Stories from the summits

Deaths in the mountains most commonly result from underestimating the risks. Sharing your experience might just save someone else's life. Click here to submit your account of any altitude illness.

Death on Denali

The following account is from Wilson et al "Death on Denali", Western Journal of Medicine 128:471-476.

"An 18-year-old youth ascended the Jungfrau, 4,158 m, in Switzerland. He noted mild altitude sickness including headache during a night at the top. Later in the same year he went from Texas to Colorado to ski at 3,600 m elevation. After one day of skiing, intense headache, cough, dyspnea, cyanosis and vomiting developed. He had no fever. He descended by car to 1,800 m elevation and immediately recovered. During the next five years he climbed exten- sively in the continental United States and Canada to 4,350 m elevation, climbed in Mexico to above 5,285 m three times, and ascended many European peaks including the Matterhom, 4,477 m, without illness.

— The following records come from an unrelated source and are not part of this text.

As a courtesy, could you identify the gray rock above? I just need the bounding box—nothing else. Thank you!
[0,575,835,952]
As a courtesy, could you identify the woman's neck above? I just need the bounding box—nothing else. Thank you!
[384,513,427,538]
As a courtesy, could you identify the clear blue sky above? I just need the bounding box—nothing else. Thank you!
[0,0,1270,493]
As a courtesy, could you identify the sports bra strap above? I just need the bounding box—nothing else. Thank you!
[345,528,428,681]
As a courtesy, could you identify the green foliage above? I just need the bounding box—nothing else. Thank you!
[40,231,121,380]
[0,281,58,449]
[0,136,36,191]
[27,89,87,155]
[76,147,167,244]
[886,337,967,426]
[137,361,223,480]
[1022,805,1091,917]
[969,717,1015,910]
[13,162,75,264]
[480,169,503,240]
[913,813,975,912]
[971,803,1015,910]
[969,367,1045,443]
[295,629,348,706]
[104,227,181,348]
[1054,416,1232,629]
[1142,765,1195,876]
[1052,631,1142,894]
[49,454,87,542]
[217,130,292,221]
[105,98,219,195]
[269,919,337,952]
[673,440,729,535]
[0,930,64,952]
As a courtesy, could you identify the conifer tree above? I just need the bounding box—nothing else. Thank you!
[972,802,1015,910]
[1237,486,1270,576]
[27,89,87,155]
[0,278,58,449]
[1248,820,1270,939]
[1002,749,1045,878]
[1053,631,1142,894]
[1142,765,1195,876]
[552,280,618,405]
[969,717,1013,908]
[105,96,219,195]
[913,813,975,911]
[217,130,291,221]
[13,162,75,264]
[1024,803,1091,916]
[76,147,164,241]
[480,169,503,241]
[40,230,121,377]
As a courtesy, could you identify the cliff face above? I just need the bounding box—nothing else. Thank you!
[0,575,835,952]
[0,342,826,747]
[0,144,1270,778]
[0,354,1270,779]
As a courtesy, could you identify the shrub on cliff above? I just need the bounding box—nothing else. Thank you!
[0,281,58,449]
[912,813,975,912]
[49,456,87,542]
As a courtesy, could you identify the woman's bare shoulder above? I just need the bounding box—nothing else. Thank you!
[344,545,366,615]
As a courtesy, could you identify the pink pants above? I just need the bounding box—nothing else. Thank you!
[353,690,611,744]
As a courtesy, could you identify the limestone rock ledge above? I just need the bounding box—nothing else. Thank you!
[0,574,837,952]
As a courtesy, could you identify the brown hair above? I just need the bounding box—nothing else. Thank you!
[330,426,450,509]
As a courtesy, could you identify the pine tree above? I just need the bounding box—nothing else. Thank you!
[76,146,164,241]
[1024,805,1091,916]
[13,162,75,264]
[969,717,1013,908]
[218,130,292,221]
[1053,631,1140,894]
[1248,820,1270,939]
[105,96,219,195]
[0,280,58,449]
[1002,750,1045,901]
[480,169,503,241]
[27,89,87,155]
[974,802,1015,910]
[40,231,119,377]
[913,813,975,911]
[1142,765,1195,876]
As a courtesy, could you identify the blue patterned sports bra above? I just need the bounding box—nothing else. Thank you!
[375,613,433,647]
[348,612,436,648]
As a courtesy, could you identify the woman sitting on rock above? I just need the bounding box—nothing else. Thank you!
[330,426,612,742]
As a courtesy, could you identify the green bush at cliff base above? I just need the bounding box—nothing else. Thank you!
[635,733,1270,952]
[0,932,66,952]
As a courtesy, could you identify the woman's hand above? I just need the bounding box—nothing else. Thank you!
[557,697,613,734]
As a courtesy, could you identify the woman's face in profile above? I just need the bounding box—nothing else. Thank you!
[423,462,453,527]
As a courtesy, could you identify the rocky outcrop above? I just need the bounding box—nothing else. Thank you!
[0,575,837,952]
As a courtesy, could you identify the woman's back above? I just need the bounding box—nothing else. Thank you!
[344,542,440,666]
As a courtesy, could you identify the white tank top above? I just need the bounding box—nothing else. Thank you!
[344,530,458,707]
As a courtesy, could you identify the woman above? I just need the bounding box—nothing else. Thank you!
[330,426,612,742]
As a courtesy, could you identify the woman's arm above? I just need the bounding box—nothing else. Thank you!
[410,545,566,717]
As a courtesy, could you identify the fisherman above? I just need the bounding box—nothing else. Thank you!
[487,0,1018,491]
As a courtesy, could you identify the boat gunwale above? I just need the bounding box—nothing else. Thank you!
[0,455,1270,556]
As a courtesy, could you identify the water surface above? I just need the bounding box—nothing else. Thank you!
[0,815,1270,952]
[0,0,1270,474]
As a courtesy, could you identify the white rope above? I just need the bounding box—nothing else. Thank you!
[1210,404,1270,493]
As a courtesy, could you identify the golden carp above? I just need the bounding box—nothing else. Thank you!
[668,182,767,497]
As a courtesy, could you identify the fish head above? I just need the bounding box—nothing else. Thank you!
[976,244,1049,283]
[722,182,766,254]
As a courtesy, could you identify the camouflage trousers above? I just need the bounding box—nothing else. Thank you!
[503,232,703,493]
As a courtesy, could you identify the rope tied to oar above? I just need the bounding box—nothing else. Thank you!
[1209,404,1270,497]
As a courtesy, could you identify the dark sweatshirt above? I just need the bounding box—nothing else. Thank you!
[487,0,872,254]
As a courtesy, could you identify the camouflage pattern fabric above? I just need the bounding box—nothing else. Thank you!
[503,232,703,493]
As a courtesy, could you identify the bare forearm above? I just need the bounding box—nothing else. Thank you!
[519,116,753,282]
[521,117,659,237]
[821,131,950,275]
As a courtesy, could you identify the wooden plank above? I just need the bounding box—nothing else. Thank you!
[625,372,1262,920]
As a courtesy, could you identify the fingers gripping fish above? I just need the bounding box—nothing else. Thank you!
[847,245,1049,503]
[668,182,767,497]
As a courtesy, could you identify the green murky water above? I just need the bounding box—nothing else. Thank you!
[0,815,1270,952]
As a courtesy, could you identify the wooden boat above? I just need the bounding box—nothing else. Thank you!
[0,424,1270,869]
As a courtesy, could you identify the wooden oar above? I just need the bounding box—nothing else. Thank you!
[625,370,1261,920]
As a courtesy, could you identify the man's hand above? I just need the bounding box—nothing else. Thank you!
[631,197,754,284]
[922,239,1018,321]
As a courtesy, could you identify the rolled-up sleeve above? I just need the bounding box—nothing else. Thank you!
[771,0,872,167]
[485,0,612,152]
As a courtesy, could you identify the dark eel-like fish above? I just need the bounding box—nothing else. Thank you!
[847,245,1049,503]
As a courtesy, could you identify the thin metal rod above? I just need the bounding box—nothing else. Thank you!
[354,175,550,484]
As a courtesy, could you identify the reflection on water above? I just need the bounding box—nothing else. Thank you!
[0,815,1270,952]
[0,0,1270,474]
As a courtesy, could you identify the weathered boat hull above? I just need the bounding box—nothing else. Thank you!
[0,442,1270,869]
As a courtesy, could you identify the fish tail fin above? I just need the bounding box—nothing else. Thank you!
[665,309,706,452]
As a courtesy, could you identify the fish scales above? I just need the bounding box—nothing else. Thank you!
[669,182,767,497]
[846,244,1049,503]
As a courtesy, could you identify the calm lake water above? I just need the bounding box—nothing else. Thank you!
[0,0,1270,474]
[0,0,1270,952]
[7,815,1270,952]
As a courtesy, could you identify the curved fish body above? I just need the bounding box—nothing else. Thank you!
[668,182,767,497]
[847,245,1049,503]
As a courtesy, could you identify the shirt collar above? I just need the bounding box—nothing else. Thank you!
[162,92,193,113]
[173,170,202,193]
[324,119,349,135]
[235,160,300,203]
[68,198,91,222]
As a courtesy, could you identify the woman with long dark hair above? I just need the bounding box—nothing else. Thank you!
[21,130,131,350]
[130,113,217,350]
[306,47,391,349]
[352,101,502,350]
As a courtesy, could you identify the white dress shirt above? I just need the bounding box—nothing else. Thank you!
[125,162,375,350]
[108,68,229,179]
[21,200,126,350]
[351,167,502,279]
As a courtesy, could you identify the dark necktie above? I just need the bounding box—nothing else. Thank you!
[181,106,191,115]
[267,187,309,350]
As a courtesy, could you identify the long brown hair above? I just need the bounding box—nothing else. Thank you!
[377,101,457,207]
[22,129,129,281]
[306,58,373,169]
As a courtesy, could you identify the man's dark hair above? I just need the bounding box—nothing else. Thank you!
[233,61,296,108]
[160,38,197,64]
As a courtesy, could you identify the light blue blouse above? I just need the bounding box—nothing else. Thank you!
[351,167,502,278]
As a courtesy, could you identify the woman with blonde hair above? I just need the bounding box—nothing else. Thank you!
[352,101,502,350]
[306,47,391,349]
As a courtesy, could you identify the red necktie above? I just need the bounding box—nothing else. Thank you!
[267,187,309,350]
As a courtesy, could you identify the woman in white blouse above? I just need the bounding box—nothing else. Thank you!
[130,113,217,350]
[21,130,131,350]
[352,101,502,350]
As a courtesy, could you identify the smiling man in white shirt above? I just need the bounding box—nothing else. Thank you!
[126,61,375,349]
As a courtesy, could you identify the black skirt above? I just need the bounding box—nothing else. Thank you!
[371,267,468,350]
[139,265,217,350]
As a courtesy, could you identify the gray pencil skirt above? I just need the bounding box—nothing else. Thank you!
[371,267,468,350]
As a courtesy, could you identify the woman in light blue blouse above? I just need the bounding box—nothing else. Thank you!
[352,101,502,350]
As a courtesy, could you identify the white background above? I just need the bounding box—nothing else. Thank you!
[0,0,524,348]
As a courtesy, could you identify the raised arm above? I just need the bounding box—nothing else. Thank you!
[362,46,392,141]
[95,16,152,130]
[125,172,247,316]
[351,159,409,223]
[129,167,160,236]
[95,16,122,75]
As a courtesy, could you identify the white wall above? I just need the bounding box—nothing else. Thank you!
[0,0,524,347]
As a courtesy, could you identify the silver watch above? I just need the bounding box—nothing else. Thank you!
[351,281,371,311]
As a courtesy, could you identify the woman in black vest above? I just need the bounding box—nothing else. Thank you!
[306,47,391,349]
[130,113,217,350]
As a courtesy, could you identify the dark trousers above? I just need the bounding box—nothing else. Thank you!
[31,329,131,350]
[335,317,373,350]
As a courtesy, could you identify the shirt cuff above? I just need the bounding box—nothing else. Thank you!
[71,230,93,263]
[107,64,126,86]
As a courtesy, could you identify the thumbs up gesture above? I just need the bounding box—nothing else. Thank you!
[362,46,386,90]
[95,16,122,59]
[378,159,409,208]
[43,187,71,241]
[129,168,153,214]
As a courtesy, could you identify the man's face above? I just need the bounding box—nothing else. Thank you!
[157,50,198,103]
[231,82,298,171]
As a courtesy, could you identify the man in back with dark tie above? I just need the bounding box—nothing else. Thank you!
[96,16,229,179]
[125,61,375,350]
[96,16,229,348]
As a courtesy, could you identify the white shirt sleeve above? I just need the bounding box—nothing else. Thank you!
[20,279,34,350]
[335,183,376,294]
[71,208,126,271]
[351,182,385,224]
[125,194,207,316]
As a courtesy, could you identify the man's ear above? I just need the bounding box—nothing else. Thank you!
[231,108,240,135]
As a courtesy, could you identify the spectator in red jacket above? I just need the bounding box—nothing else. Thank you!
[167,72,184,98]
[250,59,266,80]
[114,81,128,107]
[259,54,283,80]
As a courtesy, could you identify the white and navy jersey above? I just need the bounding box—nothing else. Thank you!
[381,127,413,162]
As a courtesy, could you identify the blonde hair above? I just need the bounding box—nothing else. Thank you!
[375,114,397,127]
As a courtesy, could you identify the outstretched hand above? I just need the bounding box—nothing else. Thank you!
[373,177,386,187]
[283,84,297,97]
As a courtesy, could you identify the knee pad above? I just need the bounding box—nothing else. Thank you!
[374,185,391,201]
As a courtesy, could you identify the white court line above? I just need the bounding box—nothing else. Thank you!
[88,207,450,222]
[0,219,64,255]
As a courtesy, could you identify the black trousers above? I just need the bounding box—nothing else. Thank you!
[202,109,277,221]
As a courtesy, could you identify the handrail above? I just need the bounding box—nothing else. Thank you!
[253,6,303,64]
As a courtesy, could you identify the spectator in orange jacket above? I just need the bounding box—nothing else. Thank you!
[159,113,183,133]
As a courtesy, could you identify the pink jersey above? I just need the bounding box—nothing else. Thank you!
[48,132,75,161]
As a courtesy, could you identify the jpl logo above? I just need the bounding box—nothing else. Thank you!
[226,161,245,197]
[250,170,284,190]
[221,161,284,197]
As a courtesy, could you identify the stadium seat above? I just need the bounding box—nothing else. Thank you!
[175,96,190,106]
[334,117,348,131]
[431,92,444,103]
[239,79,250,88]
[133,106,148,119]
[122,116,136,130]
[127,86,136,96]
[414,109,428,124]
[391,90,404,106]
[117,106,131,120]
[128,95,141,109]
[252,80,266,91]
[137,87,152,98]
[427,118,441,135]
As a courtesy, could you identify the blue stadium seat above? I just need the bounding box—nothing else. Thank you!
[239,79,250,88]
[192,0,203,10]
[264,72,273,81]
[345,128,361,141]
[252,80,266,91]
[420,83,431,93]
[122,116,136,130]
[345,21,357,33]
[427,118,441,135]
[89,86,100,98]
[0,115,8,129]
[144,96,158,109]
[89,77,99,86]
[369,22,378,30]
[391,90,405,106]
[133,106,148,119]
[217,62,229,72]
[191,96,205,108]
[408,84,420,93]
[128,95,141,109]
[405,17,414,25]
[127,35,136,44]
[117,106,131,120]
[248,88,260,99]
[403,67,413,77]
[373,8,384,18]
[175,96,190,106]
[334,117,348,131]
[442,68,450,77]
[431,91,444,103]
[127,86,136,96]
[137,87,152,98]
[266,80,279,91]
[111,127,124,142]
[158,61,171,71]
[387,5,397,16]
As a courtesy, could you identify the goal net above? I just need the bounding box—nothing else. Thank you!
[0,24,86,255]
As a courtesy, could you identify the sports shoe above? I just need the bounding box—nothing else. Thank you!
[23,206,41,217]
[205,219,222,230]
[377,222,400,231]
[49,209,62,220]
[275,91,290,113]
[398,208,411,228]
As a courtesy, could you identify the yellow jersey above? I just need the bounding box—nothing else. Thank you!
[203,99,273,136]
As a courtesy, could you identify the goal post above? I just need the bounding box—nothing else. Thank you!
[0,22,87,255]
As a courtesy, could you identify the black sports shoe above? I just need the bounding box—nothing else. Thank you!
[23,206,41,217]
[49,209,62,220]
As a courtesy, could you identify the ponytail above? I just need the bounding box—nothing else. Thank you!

At age 24 in 1976 he became ill at 5,000 m elevation after climbing up onto the steep West Buttress of Denali. He was given furosemide, 40 mg intravenously, by a physician in the party but his condition deteriorated rapidly. Oxygen bottles were not available. He was lowered the next day to 4,330 m, was given more furosemide, but died with bubbling rales in his chest and bloody froth at his lips two hours after reaching the lower camp. At autopsy the brain was very heavy, weighing 1,750 grams. It was severely edematous [full of fluid]. Lungs weighed 1,830 grams together and were filled with fluid. Autopsy findings were consistent with HACE and HAPE."